Examples are shown in the table below:
VREF+VREF−VIN+VIN−Code Output Digital
+2.5V +1V +1.5V 0V 0,1111,1111,1111
+4.096V 0V +3V 0V 0,1011,1011,1000
+4.096V 0V +2.499V +2.500V 1,1111,1111,1111
+4.096V 0V 0V +4.096V 1,0000,0000,0000
5.0 INPUT CURRENT
At the start of the acquisition window (tA) a charging current flows into or out of the analog input pins (A/DIN1 and
A/DIN2) depending upon the input voltage polarity. The analog input pins are CH0–CH7 and COM when A/DIN1
is tied to MUXOUT1 and A/DIN2 is tied to MUXOUT2. The peak value of this input current will depend upon the
actual input voltage applied, the source impedance and the internal multiplexer switch on resistance. With
MUXOUT1 tied to A/DIN1 and MUXOUT2 tied to A/DIN2 the internal multiplexer switch on resistance is typically
1.6 kΩ. The A/DIN1 and A/DIN2 mux on resistance is typically 750Ω.
6.0 INPUT SOURCE RESISTANCE
For low impedance voltage sources (<600Ω), the input charging current will decay, before the end of the S/H's
acquisition time of 2 μs (10 CCLK periods with fCK = 5 MHz), to a value that will not introduce any conversion
errors. For high source impedances, the S/H's acquisition time can be increased to 18 or 34 CCLK periods. For
less ADC accuracy and/or slower CCLK frequencies the S/H's acquisition time may be decreased to 6 CCLK
periods. To determine the number of clock periods (Nc) required for the acquisition time with a specific source
impedance for the various resolutions the following equations can be used:
12 Bit + Sign NC= [RS+ 2.3] × fCK × 0.824
Where fCK is the conversion clock (CCLK) frequency in MHz and RSis the external source resistance in kΩ. As
an example, operating with a resolution of 12 Bits + sign, a 5 MHz clock frequency and maximum acquisition
time of 34 conversion clock periods the ADC's analog inputs can handle a source impedance as high as 6 kΩ.
The acquisition time may also be extended to compensate for the settling or response time of external circuitry
connected between the MUXOUT and A/DIN pins.

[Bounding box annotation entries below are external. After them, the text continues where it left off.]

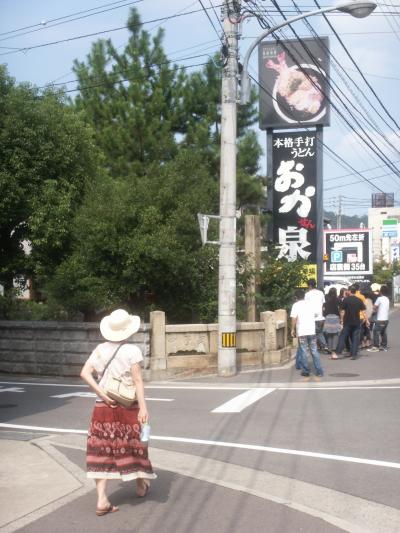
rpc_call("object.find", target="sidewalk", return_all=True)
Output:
[173,308,400,387]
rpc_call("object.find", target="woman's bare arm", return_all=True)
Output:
[81,361,117,407]
[131,363,149,424]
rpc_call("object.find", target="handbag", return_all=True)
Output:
[104,344,136,407]
[106,376,136,407]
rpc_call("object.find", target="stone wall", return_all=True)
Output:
[0,320,150,376]
[0,309,290,379]
[150,309,291,379]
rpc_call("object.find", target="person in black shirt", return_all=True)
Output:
[322,287,340,359]
[336,285,365,359]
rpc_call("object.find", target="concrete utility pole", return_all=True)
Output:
[218,0,241,376]
[336,194,342,229]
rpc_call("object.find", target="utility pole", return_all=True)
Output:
[336,194,342,229]
[218,0,241,376]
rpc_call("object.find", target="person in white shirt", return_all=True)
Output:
[367,285,390,352]
[290,289,324,377]
[305,279,331,354]
[81,309,157,516]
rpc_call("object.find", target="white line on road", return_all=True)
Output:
[211,389,275,413]
[0,424,400,469]
[0,381,400,391]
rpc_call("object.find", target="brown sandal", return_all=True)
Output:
[136,479,150,498]
[96,503,119,516]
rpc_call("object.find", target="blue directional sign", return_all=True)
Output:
[331,250,343,263]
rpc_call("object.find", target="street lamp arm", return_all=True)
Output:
[240,1,376,105]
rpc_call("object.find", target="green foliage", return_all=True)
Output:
[74,10,183,177]
[49,151,222,321]
[0,67,98,290]
[0,291,70,320]
[257,247,307,311]
[0,10,263,321]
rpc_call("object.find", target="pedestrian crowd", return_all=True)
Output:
[290,279,390,377]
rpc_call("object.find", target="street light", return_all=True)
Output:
[218,0,376,376]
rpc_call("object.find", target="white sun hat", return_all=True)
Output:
[100,309,140,342]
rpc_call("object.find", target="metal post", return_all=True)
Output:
[267,128,274,242]
[316,126,324,290]
[218,0,240,376]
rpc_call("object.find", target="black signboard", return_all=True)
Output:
[272,131,317,263]
[258,37,329,130]
[324,229,373,279]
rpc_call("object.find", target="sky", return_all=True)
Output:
[0,0,400,215]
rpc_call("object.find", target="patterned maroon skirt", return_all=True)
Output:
[86,402,157,481]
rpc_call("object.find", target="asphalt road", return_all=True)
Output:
[0,368,400,533]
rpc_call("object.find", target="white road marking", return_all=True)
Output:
[0,423,400,469]
[49,390,174,402]
[0,387,25,392]
[50,392,96,398]
[211,389,275,413]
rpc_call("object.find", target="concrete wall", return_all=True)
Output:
[0,320,150,376]
[0,309,290,379]
[150,309,290,378]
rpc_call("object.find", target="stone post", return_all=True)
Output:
[274,309,288,348]
[150,311,167,372]
[244,215,261,322]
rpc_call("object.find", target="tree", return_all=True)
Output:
[257,246,307,311]
[49,151,218,321]
[74,9,183,177]
[0,67,98,296]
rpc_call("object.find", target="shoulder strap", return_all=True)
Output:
[103,342,126,376]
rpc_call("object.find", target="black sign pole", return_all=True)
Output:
[316,126,324,290]
[267,128,275,241]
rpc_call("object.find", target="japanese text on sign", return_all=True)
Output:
[272,132,316,262]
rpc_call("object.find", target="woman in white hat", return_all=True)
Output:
[81,309,157,516]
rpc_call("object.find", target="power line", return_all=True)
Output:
[0,4,225,56]
[63,62,207,93]
[0,0,138,37]
[199,0,223,44]
[266,0,400,181]
[36,54,217,93]
[0,0,144,42]
[314,0,400,129]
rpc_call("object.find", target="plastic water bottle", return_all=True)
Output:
[140,422,151,442]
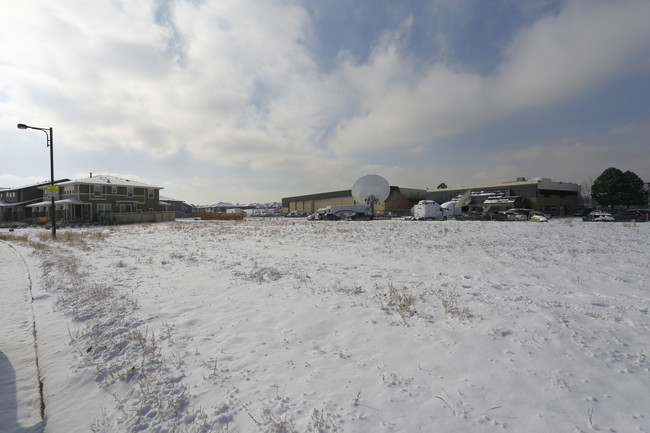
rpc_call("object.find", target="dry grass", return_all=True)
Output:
[0,234,28,242]
[379,283,417,317]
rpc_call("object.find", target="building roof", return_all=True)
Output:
[427,177,580,192]
[58,174,163,189]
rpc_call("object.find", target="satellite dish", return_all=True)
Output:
[352,174,390,213]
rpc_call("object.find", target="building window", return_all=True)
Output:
[97,204,111,216]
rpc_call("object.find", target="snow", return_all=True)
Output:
[0,219,650,432]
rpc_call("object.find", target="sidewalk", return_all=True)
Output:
[0,241,43,433]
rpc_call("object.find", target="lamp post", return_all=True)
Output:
[18,123,56,239]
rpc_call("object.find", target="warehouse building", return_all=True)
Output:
[282,186,427,215]
[426,177,580,216]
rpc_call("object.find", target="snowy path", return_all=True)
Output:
[0,242,43,433]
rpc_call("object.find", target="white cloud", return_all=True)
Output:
[329,1,650,154]
[0,0,650,202]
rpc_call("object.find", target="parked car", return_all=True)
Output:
[582,210,614,222]
[481,212,507,221]
[285,210,308,218]
[530,210,553,220]
[506,209,532,221]
[614,209,648,222]
[456,212,481,221]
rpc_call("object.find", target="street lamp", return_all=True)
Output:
[18,123,56,239]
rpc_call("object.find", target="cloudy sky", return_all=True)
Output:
[0,0,650,204]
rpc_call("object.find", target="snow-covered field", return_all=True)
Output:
[3,219,650,433]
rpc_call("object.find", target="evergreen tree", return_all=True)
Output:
[622,170,648,208]
[591,167,648,208]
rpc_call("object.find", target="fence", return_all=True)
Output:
[110,212,176,224]
[200,211,244,221]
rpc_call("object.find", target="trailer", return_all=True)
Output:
[319,204,368,215]
[412,200,447,221]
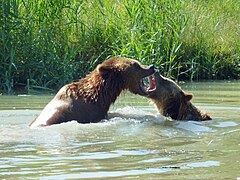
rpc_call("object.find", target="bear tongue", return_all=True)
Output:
[147,76,156,92]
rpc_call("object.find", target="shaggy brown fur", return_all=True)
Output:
[149,72,211,121]
[30,58,155,127]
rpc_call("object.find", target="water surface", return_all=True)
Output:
[0,81,240,179]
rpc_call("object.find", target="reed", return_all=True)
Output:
[0,0,240,94]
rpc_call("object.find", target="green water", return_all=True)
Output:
[0,81,240,179]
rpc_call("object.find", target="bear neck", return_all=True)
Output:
[66,70,126,111]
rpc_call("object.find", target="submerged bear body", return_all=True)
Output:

An acquisition starts at a falling edge of SCLK and ends at a rising edge of CCLK (see timing diagrams). If SCLK
and CCLK are asynchronous, one extra CCLK clock period may be inserted into the programmed acquisition
time for synchronization. Therefore, with asynchronous SCLK and CCLK, the acquisition time will change from
conversion to conversion.
7.0 INPUT BYPASS CAPACITANCE
External capacitors (0.01 μF–0.1 μF) can be connected between the analog input pins, CH0–CH7, and analog
ground to filter any noise caused by inductive pickup associated with long input leads. These capacitors will not
degrade the conversion accuracy.
8.0 NOISE
The leads to each of the analog multiplexer input pins should be kept as short as possible. This will minimize
input noise and clock frequency coupling that can cause conversion errors. Input filtering can be used to reduce
the effects of the noise sources.
9.0 POWER SUPPLIES
Noise spikes on the VA+and VD+supply lines can cause conversion errors; the comparator will respond to the
noise. The ADC is especially sensitive to any power supply spikes that occur during the Auto Zero or linearity
correction. The minimum power supply bypassing capacitors recommended are low inductance tantalum
capacitors of 10 μF or greater paralleled with 0.1 μF monolithic ceramic capacitors. More or different bypassing
may be necessary depending upon the overall system requirements. Separate bypass capacitors should be used
for the VA+and VD+supplies and placed as close as possible to these pins.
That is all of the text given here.